Au sein de la DTN nous nous étonnons du fait que le football ne soit pas plus programmé en EPS. C’est un sport collectif très riche du point de vue de la motricité puisque c’est le seul sport où les joueurs et les joueuses sont contraints d’agir sur le ballon dans l’espace locomoteur. Au-delà de cette spécificité technique, c’est également le seul sport totalement interpénétré, exigeant donc un grand développement de l’intelligence tactique. C’est une authentique pratique sociale s’adressant à tous (filles-garçons-grands-petits). L’EPS semble buter en foot sur des problèmes d’hétérogénéité très marqués en classe. C’est vrai, il est rare de trouver un collège voire même une classe sans élèves « expert-(e)s » en football. Mais la représentation traditionnelle du foot à 11 doit aussi évoluer car les formes de pratiques de ce jeu sont en pleine explosion. Regardons le Futsal. Du point de vue de l’EPS, le foot a toutes les caractéristiques d’une pratique scolaire. Nous ne souhaitons pas qu’il envahisse l’Ecole, nous voulons qu’il y ait une place. C’est, nous semble-t-il, de l’intérêt des élèves, de l’EPS.
Vous menez un projet de réforme du football en France depuis 2010 avec votre équipe, pouvez-vous nous en dire un peu plus ?
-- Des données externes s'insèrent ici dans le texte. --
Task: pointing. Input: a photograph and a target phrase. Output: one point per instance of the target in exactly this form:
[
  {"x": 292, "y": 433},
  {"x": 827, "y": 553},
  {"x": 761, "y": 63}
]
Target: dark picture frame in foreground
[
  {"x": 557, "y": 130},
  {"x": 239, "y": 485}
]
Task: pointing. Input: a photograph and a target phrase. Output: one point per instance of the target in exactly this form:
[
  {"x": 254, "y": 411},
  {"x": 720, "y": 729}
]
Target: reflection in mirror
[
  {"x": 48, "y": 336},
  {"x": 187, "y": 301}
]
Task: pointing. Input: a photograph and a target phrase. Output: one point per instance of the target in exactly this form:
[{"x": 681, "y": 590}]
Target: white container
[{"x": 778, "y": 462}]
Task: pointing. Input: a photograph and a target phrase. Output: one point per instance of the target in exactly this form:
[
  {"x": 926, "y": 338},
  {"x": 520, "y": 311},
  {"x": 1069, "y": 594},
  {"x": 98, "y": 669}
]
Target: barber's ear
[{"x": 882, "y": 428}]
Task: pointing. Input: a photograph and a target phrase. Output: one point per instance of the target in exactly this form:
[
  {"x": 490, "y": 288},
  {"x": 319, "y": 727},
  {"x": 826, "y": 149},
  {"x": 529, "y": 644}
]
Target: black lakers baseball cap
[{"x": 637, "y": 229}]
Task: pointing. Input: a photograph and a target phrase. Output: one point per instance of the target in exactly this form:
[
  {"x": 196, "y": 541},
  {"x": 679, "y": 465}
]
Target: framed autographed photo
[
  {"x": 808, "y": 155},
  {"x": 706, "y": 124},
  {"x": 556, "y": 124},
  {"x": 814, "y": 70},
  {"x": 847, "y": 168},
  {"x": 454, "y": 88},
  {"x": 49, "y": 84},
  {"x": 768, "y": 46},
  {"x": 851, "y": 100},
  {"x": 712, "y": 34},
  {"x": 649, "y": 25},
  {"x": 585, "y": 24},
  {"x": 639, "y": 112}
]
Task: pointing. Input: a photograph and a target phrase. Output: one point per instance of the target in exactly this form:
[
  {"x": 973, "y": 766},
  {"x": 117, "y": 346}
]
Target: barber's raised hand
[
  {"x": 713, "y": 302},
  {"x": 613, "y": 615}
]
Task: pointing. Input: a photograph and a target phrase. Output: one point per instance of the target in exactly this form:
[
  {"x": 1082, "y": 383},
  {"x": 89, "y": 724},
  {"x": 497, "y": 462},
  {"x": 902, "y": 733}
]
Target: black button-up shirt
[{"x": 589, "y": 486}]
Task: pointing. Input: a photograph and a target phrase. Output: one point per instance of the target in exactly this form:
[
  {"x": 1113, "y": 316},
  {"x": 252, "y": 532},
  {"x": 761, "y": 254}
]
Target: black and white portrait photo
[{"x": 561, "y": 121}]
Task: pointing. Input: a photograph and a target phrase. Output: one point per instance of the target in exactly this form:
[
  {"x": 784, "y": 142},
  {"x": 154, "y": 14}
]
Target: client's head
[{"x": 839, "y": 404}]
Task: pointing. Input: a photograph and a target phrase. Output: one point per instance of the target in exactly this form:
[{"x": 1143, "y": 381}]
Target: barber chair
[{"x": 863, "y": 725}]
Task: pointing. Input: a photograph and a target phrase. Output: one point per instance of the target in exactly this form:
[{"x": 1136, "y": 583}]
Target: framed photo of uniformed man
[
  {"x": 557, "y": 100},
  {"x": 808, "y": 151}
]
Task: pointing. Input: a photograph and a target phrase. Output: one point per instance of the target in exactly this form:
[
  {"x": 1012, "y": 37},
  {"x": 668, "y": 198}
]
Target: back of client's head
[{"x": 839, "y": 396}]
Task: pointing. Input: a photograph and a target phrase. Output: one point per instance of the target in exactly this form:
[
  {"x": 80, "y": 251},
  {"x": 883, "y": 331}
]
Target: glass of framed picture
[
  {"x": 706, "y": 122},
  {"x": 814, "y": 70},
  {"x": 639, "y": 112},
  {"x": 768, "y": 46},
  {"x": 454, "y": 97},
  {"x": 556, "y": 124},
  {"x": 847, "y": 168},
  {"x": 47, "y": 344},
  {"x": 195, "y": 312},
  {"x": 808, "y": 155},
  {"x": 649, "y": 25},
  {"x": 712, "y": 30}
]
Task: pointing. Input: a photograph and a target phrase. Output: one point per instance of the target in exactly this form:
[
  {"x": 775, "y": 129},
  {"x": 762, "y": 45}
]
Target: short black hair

Le football s’était un peu sclérosé, endormi… il avait perdu de sa richesse sociale et collective, de son attractivité. C’est un jeu simple qu’on a compliqué. Nous sommes revenus aux sources pour mieux penser l’avenir. Retour donc sur le jeu et le plaisir, le collectif, l’altruisme, centration sur le joueur et son développement. Nous sommes convaincus de la richesse du football en termes d’intelligence de ses pratiquantes et pratiquants. Hors ce jeu était devenu individualiste, un peu triste, techniciste, trop athlétique. Nous avons souhaité donner plus de pouvoir aux joueurs dans le jeu, les rendre autonomes et responsables, capables de maîtriser leurs émotions.
« Donner plus de pouvoir aux joueurs dans le jeu, les rendre autonomes et responsables, capables de maitriser leurs émotions. »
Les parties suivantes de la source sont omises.